As to how you compare a colorful beach resort in St. Barth to an urban oasis whose lobby is on the 33rd floor of Otemachi Tower in Tokyo? Drew says the complexity of the proposition—the apples and oranges of it all—is the very thing that makes the list interesting. “We want there to be discussion about what makes a great hotel, because everyone’s answer is slightly different,” he explains. “And that’s a positive for us. It’s what makes it dynamic and keeps it moving and ever-evolving.”

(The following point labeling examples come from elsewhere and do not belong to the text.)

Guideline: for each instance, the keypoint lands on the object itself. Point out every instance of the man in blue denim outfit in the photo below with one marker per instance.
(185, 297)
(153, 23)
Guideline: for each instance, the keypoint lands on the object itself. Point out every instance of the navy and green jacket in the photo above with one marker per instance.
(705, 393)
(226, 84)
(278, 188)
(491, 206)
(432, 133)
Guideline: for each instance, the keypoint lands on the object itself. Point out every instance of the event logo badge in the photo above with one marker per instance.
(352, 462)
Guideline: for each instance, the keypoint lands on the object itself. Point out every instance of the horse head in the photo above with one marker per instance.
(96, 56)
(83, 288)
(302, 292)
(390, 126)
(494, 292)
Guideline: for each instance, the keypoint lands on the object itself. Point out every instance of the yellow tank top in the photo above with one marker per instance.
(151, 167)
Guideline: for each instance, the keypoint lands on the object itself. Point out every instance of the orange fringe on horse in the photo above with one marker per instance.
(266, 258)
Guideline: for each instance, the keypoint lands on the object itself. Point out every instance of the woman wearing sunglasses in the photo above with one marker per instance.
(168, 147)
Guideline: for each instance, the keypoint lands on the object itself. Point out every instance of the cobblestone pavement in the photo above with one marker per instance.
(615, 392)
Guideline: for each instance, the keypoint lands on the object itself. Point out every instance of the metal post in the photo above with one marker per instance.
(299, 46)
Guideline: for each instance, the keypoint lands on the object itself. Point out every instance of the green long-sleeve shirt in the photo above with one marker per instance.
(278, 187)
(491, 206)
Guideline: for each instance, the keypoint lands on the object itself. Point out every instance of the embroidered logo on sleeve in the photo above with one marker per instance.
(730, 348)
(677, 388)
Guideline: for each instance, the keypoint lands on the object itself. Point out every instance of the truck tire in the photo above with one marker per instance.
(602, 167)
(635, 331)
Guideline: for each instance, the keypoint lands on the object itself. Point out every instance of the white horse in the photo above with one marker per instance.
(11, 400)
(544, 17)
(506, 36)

Here’s the list of the World’s 50 Best hotels in full.

1. Passalacqua, Lake Como, Italy

2. Rosewood Hong Kong

3. Four Seasons Chao Praya River, Bangkok

4. The Upper House, Hong Kong

5. Aman Tokyo

6. La Mamounia, Marrakesh, Morocco

7. Soneva Fushi, Maldives

8. One & Only Mandarina, Puerto Vallarta, Mexico

9. Four Seasons Firenze, Italy

10. Mandarin Oriental Bangkok

11. Capella Bangkok (Nikka Best New Hotel Award)

12. The Calile, Brisbane

13. Chablé Yucatan, Chocolá, Mexico

14. Aman Venice

15. Singita Lodges Kruger National Park (Flor de Caña Eco Hotel Award)

16. Claridge’s, London

17. Raffles Singapore

18. Nihi Sumba, Indonesia

19. Hotel Esencia, Tulum, Mexico

20. La Sirenuse, Positano, Italy

21. Borgo Egnazia, Savalletri, Italy

22. The Connaught, London

23. Royal Mansour, Marrakesh, Morocco

24. Four Seasons Madrid

25. Aman New York

26. Maybourne Riviera, Roquebrune-Cap-Martin, France

27. Rosewood Sao Paolo

28. Capella Singapore

29. Le Bristol, Paris

30. Park Hyatt Kyoto

31. La Reserve, Paris

32. Gleneagles, Auchterarder, Scotland

33. Hotel du Cap Eden Roc, Antibes, France

34. Cheval Blanc, Paris

35. Four Seasons Astir Palace, Athens

36. Soneva Jani, Maldives

37. The Newt, Bruton, UK (Best Boutique Hotel Award)

38. Amangalla, Sri Lanka

39. Hoshinoya Tokyo

40. Desa Potato Head, Bali

41. Eden Rock, St. Barth

42. The Siam, Bangkok

43. Badrutt’s Palace, St. Moritz, Switzerland

44. Atlantis The Royal, Dubai

45. Oberoi Amarvilas, Agra, India

46. Nomad London

47. The Savoy, London

48. Equinox New York

49. Six Senses Ibiza

50. Hôtel de Crillon, Paris

—With assistance from Sarah Rappaport.